Magainins were discovered in 1987 in Xenopus laevis whilst Michael Zasloff was working on the frog’s oocyte system. Though his discovery is a fortunate one, associations for the prevention of cruelty to animals may wince. He was accustomed to practising non-sterile surgery on female frogs; the incisions were repaired with sutures and the animals were tossed back into microbe-contaminated tanks… Zasloff, himself, was amazed at the absence of infection and predicted some kind of “sterilising” activity on the frogs’ skin. Indeed, it was not long before he discovered a number of small peptides secreted by the skin, which could kill a host of bacteria and viruses, not to mention fungi and protozoa. When Zasloff rubbed adrenalin onto a frog’s back, within seconds he observed hordes of tiny white spots on the reptile’s skin, which soon merged into a milky film – what Zasloff called “a beautiful bandage”. And that is just what it is.
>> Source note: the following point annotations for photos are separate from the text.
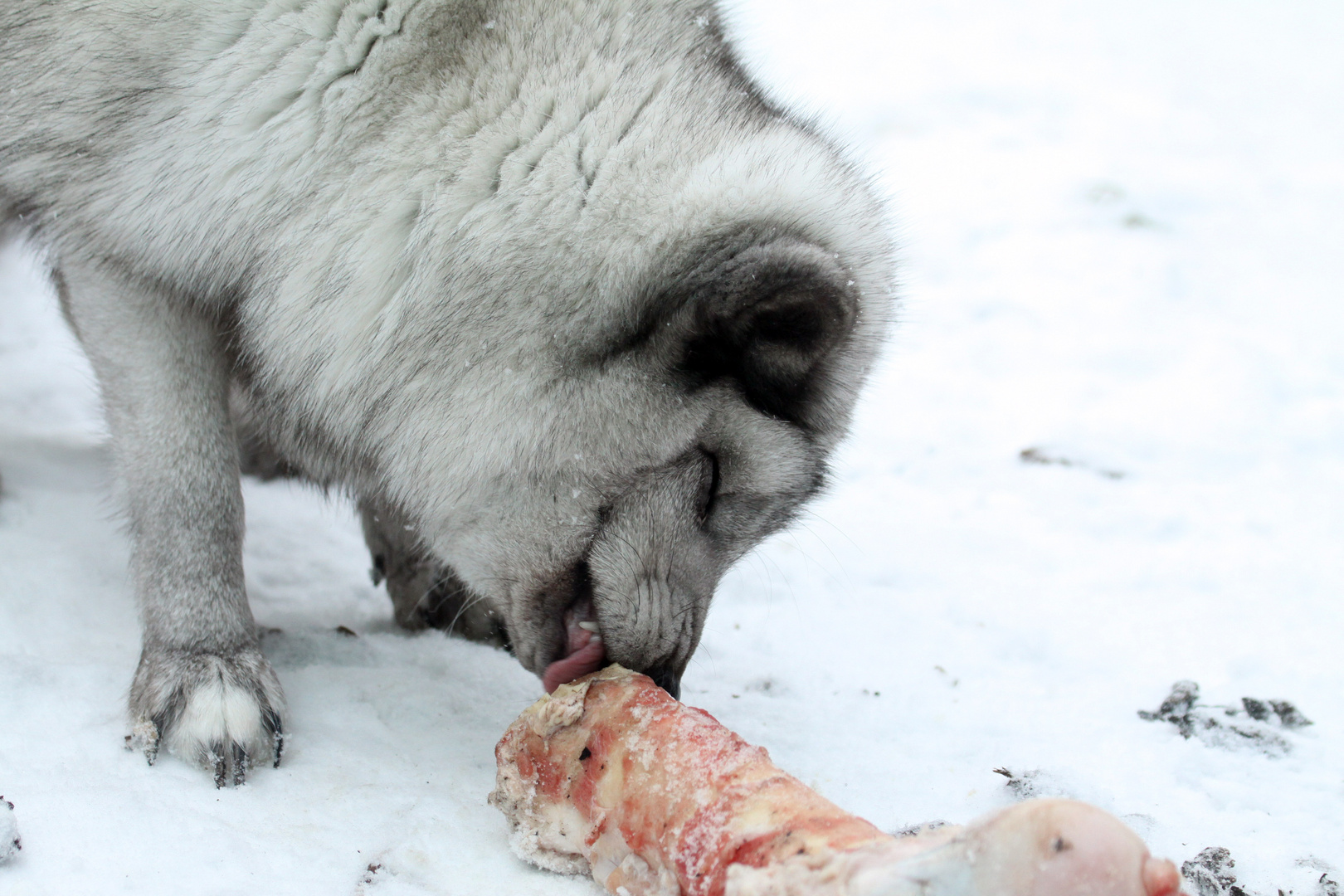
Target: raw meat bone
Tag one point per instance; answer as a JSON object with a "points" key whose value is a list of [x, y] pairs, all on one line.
{"points": [[611, 777]]}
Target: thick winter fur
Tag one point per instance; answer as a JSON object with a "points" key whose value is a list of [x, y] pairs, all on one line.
{"points": [[548, 281]]}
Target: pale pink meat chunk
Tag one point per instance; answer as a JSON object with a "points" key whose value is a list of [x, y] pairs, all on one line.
{"points": [[613, 778]]}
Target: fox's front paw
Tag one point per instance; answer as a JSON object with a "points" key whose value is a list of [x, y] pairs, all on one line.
{"points": [[221, 711]]}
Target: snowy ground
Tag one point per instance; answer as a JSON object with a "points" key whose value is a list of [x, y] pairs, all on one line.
{"points": [[1121, 238]]}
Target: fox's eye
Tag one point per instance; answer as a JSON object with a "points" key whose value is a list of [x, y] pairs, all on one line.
{"points": [[711, 486]]}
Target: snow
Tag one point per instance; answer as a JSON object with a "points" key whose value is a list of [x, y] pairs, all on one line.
{"points": [[1121, 236]]}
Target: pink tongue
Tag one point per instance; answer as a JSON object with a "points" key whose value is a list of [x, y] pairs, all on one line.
{"points": [[587, 653]]}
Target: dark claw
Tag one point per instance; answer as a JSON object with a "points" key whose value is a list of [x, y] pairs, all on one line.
{"points": [[147, 737], [277, 735], [217, 759], [241, 763]]}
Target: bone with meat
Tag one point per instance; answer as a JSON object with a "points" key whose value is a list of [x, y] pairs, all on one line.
{"points": [[611, 777]]}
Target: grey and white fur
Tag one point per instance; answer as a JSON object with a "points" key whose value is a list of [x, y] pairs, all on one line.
{"points": [[550, 286]]}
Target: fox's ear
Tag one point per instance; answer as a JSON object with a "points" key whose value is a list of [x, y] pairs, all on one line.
{"points": [[767, 319]]}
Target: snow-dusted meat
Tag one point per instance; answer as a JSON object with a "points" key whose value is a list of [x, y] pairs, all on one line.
{"points": [[611, 777]]}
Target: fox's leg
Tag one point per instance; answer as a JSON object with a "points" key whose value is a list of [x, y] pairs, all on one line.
{"points": [[203, 688]]}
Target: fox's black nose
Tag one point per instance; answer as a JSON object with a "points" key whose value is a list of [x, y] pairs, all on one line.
{"points": [[668, 679]]}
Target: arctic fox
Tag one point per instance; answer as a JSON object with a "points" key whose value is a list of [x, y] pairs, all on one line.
{"points": [[550, 286]]}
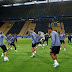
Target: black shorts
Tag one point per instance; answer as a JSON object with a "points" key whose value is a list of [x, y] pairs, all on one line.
{"points": [[4, 48], [62, 41], [12, 44], [55, 49], [33, 45]]}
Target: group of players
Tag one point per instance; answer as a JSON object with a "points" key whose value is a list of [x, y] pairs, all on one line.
{"points": [[56, 44], [10, 41]]}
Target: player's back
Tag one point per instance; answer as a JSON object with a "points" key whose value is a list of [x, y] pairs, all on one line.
{"points": [[62, 36], [1, 39], [34, 37], [9, 37], [55, 39]]}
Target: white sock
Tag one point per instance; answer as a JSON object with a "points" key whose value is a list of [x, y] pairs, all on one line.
{"points": [[55, 61], [34, 51]]}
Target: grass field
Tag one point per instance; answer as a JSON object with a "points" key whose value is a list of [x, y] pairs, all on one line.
{"points": [[21, 62]]}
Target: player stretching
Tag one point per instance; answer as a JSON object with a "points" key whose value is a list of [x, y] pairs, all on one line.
{"points": [[34, 41], [9, 37], [2, 45], [55, 46], [12, 40], [62, 40]]}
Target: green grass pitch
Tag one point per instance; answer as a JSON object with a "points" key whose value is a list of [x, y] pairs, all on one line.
{"points": [[21, 62]]}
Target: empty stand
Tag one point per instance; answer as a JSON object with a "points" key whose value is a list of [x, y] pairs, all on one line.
{"points": [[16, 28], [9, 27], [24, 28]]}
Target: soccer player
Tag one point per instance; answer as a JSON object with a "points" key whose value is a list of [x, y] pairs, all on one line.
{"points": [[46, 38], [69, 39], [2, 45], [9, 37], [12, 40], [55, 46], [34, 42], [62, 40], [39, 41]]}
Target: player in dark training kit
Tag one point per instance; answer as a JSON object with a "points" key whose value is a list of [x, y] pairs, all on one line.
{"points": [[55, 46], [12, 40], [46, 38]]}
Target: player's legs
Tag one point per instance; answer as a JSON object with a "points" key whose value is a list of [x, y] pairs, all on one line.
{"points": [[2, 54], [47, 42], [43, 41], [5, 50], [54, 51], [33, 50], [68, 40], [61, 47], [55, 56], [64, 45], [52, 55], [9, 47]]}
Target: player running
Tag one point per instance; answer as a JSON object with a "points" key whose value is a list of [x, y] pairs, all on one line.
{"points": [[62, 40], [2, 45], [46, 38], [9, 37], [69, 38], [12, 40], [39, 41], [34, 41], [55, 46]]}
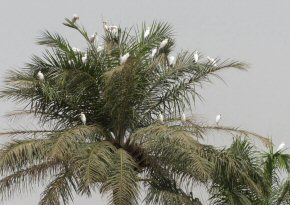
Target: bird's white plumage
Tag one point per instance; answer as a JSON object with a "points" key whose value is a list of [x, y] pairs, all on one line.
{"points": [[84, 58], [124, 58], [161, 118], [212, 61], [195, 56], [183, 117], [75, 18], [76, 50], [147, 32], [40, 76], [163, 43], [153, 52], [171, 60], [100, 48], [93, 37], [83, 118], [281, 146], [218, 118]]}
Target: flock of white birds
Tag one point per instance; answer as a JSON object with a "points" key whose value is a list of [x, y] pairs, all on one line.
{"points": [[114, 31]]}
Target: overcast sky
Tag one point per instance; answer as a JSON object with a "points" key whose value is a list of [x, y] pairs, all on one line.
{"points": [[256, 32]]}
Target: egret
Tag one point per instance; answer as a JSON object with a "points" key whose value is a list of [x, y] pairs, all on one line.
{"points": [[281, 146], [153, 52], [218, 118], [76, 50], [171, 60], [40, 76], [93, 37], [75, 18], [161, 118], [83, 118], [112, 29], [84, 58], [100, 48], [183, 117], [124, 58], [212, 61], [163, 43], [147, 32], [195, 56]]}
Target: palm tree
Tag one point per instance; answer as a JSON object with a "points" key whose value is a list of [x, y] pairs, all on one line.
{"points": [[130, 137]]}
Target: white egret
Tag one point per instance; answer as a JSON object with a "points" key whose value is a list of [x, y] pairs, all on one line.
{"points": [[281, 146], [75, 18], [84, 58], [171, 60], [112, 29], [124, 58], [153, 52], [147, 32], [76, 50], [100, 48], [93, 37], [218, 118], [212, 61], [161, 118], [163, 43], [83, 118], [195, 56], [40, 76], [183, 117]]}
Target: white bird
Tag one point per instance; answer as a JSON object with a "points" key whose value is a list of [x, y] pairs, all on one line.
{"points": [[93, 37], [75, 18], [112, 29], [100, 48], [124, 58], [212, 61], [84, 58], [40, 76], [163, 43], [76, 50], [195, 56], [171, 60], [153, 52], [218, 118], [147, 32], [161, 118], [183, 117], [281, 146], [83, 118]]}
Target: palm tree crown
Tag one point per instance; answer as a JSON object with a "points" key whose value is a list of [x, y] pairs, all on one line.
{"points": [[100, 111]]}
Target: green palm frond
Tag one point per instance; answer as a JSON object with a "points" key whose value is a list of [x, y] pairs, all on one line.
{"points": [[122, 183]]}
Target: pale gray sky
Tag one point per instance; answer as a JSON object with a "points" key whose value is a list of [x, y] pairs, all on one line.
{"points": [[257, 32]]}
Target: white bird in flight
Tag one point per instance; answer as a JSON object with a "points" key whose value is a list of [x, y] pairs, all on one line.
{"points": [[195, 56], [124, 58], [171, 60], [218, 118], [75, 18], [83, 118], [161, 118], [153, 52], [147, 32], [84, 58], [40, 76], [93, 37], [163, 43], [183, 117], [212, 61], [281, 146]]}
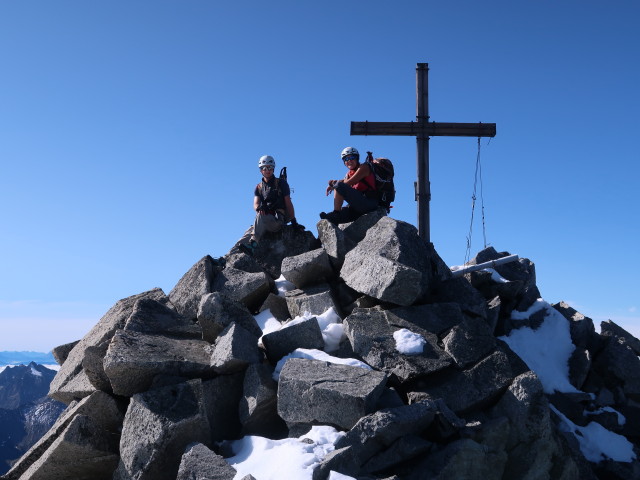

Though magainins were first extracted from Xenopus’ skin, they are also found in the gastrointestinal tract. They are synthesized both in the skin and the stomach, where they are stored in the granular dermal glands and the granular multinucleated cells, respectively. Magainins do not attack the frog’s cells. How is it that these peptides can recognise a unfriendly membrane from a friendly one? And how do they work? It all has to do with the physicochemical properties of the lipid bilayers, and of course those of the magainins.
Courtesy of Dr William Leonard
Magainins are particulary short (20 to 26 amino acids) and specifically attracted to lipid bilayers. Not all lipid bilayers, however. Eukaryotic cell membranes consist of zwitterionic phospholipids and cholesterol mainly, and only carry a very low electric charge. Bacterial membranes are packed with negatively charged phospholipids and sugars, and thus carry a strong negative charge. In the presence of lipid bilayers, magainins curl up into amphipathic alpha helices and are immediately attracted to the charged microbial membranes. Eukaryotic membranes are ignored because of their low charge, and their cholesterol also acts as a barrier to the antimicrobial peptides.
Magainins are just long enough to span lipid bilayers, and they have been observed to do just that. However, over the years it became apparent that magainins also coat the membranes. It is all a question of peptide to lipid ratio… When there are not too many peptides, they curl into their alpha-helix conformation and recline on the bacterial membrane. When they are joined by more, they turn and adopt a transmembrane orientation and, along with a few phospholipids, they form a peptide-lipid supramolecular complex pore.
There is not much the bacteria can do with a punched membrane; resistance mechanisms such as enzymatic degradation or export processes are useless. When the peptide ratio diminishes, the supramolecular pore is disrupted and the magainins rest on the inner phospholipid bilayer. The peptide waltz from the outside phospholipid monolayer to the inner phospholipid monolayer spells death.
Naturally, magainins fast became a pole of therapeutic interest. Their broad anti-viral, anti-bacterial, anti-fungal and even spermicidal activities have therapeutic potential in the treatment of infections in man. Staphylococcus aureus and Pseudomonas aeruginosa are two of the “superbugs” that infest hospitals and are fast becoming antibiotic-resistant. Antimicrobial peptides could take over thanks to their pore-forming mode of action. One particularly interesting development is the use of these peptides as a potent vaginal contraceptive. In a world where there are 250 million new cases per year of sexually transmitted diseases – besides the AIDS virus – a contraceptive with anti-viral, anti-bacterial and anti-fungal activity would be a godsend. There are obstacles, though. Antimicrobial peptides can be digested by the host or even prove to be toxic. Tests have been carried out with more resistant synthetic peptides, which seem to be less prone to enzymatic digestion in their host. However, there is still a long way to go before such drugs are deemed safe for humans.